A pesar de las promesas iniciales, el territorio permanece actualmente como una extensión desértica carente de infraestructura. La zona, concebida originalmente como un motor para la expansión comercial y turística, muestra un abandono evidente frente a la realidad de sus pescadores locales. Su estado actual evidencia la falta de implementación del pacto firmado, lo que genera constantes debates sobre el futuro de esta carencia geográfica.
Perú otorgó a Bolivia una franja litoral situada al sur de la ciudad de Ilo, en Moquegua. Foto: CDN
Perú otorgó a su vecino una pequeña franja litoral situada al sur de la ciudad de Ilo, en el departamento de Moquegua. Este enclave, bautizado oficialmente como Bolivia Mar, comprende una extensión de cinco kilómetros de longitud por 800 metros de fondo. El traspaso legal del terreno se concretó mediante un convenio bilateral que las autoridades correspondientes ratificaron en 1992.
Bolivia Mar destaca actualmente por un paisaje desértico y carente de construcciones sólidas. Foto: BBC/mejorada con IA
Los mandatarios Alberto Fujimori y Jaime Paz Zamora sellaron este pacto histórico con el propósito de fortalecer la cooperación regional. La alianza estableció una concesión de uso por un periodo de 99 años, plazo que admite una prórroga al concluir el tiempo estipulado.
No obstante, el tratado excluyó cualquier transferencia de soberanía, por lo que el Estado peruano preserva la titularidad del suelo en todo momento. El uso del sitio quedó restringido a fines turísticos, además de beneficios comerciales en la zona franca del puerto local. Pese a estas disposiciones, la ausencia de inversiones significativas impidió que el proyecto alcanzara el crecimiento económico que ambos gobiernos previeron originalmente.
Bolivia Mar destaca actualmente por un paisaje desértico y carente de construcciones sólidas, donde solo un sendero afirmado conecta la vía Costanera con el océano Pacífico.
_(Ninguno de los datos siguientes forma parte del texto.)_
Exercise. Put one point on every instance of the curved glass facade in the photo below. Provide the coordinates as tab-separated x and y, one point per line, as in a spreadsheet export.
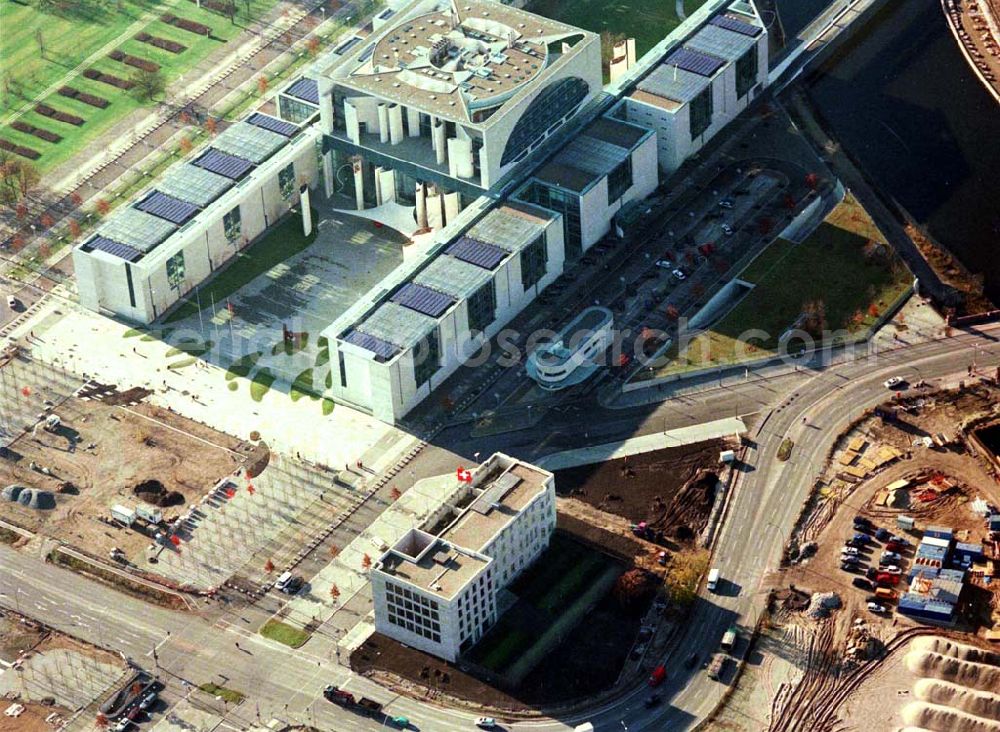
558	100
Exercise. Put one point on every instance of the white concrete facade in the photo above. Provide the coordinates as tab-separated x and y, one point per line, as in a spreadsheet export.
388	387
454	117
663	100
141	291
438	592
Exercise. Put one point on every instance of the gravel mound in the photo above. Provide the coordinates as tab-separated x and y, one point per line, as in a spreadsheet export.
979	703
943	719
936	644
948	668
37	499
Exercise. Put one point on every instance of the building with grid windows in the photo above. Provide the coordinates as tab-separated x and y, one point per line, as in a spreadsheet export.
702	84
446	97
149	254
437	588
391	356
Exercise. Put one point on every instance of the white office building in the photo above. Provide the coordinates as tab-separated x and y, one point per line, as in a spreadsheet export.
702	84
444	98
436	589
150	253
609	164
410	340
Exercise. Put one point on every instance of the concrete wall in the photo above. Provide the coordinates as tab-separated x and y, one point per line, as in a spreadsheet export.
101	278
389	390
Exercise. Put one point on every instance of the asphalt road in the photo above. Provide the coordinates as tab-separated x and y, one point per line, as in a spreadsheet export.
281	682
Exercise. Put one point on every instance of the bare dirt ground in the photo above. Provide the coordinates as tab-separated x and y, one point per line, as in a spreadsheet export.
672	490
843	672
98	455
17	636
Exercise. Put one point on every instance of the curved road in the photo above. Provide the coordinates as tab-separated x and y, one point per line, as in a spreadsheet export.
764	507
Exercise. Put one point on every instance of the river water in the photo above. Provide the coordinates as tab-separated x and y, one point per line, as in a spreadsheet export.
904	103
El único vestigio de presencia humana es una escultura metálica de 21 metros que simboliza el vínculo entre ambas naciones, aunque este monumento padece una degradación severa por los efectos del salitre.
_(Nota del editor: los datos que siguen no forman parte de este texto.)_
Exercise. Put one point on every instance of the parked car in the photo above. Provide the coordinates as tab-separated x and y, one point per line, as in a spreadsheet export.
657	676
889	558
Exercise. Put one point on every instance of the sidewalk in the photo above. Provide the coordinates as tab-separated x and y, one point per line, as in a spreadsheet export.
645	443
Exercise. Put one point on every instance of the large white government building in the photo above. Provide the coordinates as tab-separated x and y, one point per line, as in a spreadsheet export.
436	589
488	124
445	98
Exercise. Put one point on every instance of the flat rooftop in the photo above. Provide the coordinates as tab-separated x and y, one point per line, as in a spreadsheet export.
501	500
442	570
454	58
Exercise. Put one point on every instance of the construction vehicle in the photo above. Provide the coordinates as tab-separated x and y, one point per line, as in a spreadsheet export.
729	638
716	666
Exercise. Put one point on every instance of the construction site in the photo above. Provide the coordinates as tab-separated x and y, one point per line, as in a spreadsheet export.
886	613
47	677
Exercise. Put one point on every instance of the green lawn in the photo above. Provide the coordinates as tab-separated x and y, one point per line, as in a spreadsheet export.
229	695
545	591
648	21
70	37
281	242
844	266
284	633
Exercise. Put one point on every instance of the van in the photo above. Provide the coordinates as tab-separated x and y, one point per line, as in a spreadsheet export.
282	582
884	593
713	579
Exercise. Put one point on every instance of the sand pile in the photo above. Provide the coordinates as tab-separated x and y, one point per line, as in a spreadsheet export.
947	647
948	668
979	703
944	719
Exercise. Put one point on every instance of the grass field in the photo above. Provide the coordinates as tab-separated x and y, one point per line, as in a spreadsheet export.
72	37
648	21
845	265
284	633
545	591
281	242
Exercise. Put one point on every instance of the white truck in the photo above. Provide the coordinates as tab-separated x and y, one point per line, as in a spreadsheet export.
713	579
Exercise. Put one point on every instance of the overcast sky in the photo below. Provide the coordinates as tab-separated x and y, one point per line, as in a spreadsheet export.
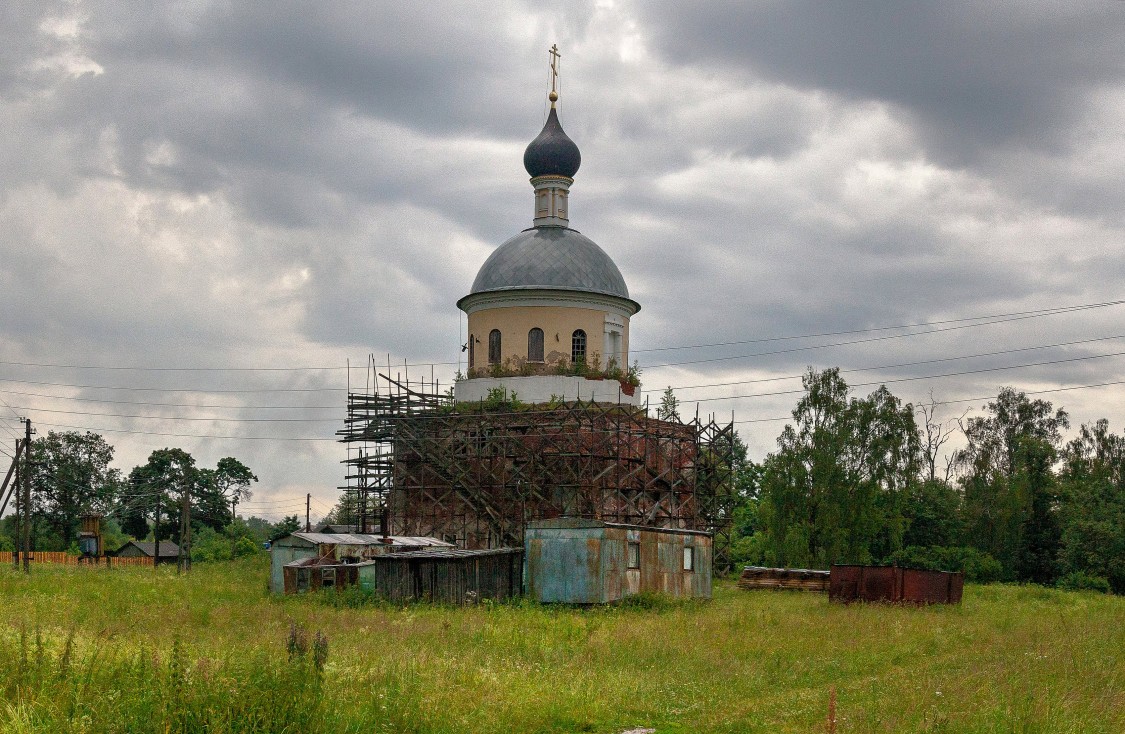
245	189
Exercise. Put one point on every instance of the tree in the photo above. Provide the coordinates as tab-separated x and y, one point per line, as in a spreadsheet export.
835	489
168	474
669	406
228	482
284	527
71	475
1007	482
1092	492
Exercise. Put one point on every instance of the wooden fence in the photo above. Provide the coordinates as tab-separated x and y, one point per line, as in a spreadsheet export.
65	558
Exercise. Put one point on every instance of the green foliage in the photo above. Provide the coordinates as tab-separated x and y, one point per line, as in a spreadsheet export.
836	489
1008	484
133	650
1082	581
668	410
71	476
979	567
1092	500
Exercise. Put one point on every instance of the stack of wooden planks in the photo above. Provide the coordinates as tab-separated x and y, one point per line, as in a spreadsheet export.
800	579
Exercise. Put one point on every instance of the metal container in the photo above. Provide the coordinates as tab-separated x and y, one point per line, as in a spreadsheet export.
894	584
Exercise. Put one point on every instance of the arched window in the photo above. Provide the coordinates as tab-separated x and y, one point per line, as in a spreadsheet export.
494	347
536	345
578	346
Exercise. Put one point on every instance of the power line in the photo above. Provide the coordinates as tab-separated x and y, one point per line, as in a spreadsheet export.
233	438
134	402
907	379
1037	312
180	390
189	418
909	364
956	400
840	343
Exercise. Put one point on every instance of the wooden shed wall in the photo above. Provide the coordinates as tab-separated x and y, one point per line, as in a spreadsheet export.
446	579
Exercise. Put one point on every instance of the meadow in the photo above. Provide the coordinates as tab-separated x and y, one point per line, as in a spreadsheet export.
133	650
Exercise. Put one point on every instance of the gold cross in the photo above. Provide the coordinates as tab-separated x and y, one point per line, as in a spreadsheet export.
555	71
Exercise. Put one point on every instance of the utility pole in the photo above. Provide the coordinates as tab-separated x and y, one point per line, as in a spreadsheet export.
155	529
185	560
27	494
17	491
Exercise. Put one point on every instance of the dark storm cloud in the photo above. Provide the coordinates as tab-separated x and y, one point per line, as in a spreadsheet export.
973	75
231	184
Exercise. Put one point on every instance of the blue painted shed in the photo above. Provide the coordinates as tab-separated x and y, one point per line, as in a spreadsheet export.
582	561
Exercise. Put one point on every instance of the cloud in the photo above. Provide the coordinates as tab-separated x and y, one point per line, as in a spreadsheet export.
221	185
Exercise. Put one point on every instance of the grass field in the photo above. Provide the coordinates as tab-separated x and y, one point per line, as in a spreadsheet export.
135	651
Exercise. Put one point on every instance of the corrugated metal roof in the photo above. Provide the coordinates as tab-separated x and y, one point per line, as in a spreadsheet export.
362	538
455	553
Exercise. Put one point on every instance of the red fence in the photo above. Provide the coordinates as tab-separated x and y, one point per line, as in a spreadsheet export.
894	584
65	558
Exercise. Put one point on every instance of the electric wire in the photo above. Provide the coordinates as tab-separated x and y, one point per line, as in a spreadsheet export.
909	364
833	345
1037	312
907	379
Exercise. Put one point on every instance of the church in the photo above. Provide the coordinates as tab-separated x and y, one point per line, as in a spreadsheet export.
547	423
548	302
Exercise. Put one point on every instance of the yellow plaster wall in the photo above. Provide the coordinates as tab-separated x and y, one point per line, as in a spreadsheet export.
515	322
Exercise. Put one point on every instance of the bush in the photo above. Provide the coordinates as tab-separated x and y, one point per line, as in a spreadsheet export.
979	567
244	546
1080	581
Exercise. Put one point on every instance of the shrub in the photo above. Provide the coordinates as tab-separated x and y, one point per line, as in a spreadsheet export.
979	567
1081	581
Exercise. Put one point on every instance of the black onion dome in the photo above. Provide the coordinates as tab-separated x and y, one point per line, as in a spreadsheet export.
552	153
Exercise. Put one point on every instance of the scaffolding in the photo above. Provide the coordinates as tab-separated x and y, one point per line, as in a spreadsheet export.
475	474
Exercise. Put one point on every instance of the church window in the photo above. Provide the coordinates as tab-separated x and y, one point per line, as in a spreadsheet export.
578	346
494	347
536	345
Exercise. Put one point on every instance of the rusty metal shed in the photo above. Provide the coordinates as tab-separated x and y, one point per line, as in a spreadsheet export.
444	576
582	561
342	547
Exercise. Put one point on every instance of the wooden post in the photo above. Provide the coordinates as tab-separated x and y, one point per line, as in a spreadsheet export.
155	530
27	495
17	490
185	557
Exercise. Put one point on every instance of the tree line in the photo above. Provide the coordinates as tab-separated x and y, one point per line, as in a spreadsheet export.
864	480
72	475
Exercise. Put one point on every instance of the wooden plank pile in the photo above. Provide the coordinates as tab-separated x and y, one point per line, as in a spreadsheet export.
800	579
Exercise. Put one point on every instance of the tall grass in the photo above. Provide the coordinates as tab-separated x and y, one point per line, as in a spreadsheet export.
141	651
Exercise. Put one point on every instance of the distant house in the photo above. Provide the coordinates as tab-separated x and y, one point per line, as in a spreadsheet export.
169	552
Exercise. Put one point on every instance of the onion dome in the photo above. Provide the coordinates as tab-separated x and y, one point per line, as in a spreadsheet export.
552	153
550	258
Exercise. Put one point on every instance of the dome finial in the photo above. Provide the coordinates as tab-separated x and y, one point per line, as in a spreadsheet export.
556	57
La parálisis de este enclave responde a la carencia de capitales estatales y privados, sumada a un marco legal que prohíbe el ejercicio de soberanía. Según informes del sector, "el estado del terreno y el oleaje fuerte hacen que el lugar no sea óptimo para actividades recreativas tradicionales", lo cual bloquea cualquier incentivo económico real. Al limitar su aprovechamiento únicamente a fines recreativos y no comerciales, el proyecto perdió competitividad frente a los terminales portuarios vecinos, y quedó como un territorio simbólico, pero marginal, en el mapa regional.
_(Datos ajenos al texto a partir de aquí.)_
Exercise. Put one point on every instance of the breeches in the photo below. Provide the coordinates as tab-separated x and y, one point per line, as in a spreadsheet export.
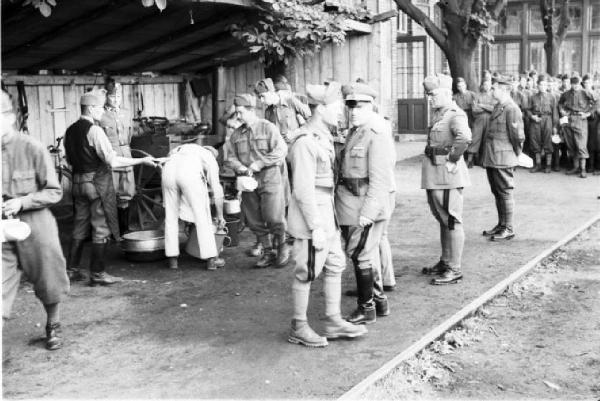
264	211
309	262
541	135
89	212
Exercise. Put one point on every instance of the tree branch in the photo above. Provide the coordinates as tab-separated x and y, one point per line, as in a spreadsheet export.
438	36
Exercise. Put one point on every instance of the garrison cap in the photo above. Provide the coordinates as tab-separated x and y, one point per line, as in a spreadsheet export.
6	102
264	85
359	92
245	99
281	83
437	81
95	97
324	94
502	80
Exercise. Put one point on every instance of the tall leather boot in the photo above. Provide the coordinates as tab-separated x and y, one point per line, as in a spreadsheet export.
365	311
548	163
538	164
583	172
123	217
97	274
74	260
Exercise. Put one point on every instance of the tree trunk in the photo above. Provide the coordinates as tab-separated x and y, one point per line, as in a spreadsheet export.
460	54
552	49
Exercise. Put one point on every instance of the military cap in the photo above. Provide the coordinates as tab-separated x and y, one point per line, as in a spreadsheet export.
502	80
437	81
245	99
359	92
281	83
95	97
323	94
264	85
6	102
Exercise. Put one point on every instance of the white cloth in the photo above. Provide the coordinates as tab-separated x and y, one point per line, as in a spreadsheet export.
184	181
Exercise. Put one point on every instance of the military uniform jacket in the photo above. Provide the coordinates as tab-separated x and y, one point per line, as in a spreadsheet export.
543	103
449	130
112	124
368	153
312	157
505	136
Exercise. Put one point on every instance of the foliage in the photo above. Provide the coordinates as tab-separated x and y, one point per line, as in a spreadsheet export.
285	29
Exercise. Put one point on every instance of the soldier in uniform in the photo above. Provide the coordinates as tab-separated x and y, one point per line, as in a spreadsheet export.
464	98
365	185
543	115
120	138
257	149
29	187
312	223
575	107
501	148
482	109
445	174
92	157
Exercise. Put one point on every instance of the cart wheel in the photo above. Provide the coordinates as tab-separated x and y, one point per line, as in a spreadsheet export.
147	211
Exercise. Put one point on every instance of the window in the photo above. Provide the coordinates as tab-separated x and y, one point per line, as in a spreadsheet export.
509	22
535	18
569	58
411	69
595	16
537	56
505	57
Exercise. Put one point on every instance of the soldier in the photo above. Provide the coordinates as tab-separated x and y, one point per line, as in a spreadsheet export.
365	182
312	223
445	174
120	138
464	98
257	149
501	148
543	115
482	109
29	187
575	107
91	155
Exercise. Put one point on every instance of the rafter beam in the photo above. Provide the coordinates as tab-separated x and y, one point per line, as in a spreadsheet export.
153	44
98	41
182	50
206	59
83	19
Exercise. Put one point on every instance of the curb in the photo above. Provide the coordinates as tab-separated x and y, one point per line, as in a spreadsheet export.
355	392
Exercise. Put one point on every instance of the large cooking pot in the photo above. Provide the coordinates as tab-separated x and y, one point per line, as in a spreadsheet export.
147	245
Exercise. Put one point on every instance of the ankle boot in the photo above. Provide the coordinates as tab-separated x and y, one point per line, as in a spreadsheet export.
365	312
74	260
123	217
548	163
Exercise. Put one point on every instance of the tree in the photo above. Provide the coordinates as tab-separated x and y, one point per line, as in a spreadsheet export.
465	22
556	22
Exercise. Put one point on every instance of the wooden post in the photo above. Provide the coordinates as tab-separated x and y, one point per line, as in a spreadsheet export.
219	100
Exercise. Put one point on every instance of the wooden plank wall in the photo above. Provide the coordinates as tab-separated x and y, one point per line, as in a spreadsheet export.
53	107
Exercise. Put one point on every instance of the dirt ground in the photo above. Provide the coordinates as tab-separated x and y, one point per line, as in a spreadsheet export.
195	333
539	340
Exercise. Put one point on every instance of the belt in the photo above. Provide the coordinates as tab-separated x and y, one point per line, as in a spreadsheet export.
431	151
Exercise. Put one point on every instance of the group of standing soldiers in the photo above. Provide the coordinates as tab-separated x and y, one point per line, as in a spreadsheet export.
561	118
El estado actual de la playa Bolivia Mar evidencia la falta de implementación del pacto firmado. Foto: BBC
Bolivia explora diversas rutas comerciales y logísticas para mitigar su mediterraneidad fuera de la franja costera en territorio peruano. Actualmente, la nación utiliza convenios de tránsito portuario con Argentina y Brasil, que facilitan el movimiento de mercancías hacia el océano Atlántico sin requerir soberanía. Estos pactos regionales constituyen herramientas clave para la conectividad externa, pues permiten el uso de infraestructuras extranjeras que dinamizan el intercambio global de bienes y recursos naturales.
En paralelo, el Estado boliviano persiste en su reclamo histórico frente a Chile tras el desenlace del litigio en la Corte Internacional de Justicia. Aunque el fallo de La Haya determinó que el Gobierno chileno no tiene la obligación jurídica de pactar una cesión territorial, el tema permanece vigente en la agenda diplomática por los antecedentes de la Guerra del Pacífico. En ese contexto, el país mantiene firme su postura política sobre la falta de litoral propio, un asunto que define su política exterior desde el siglo XIX.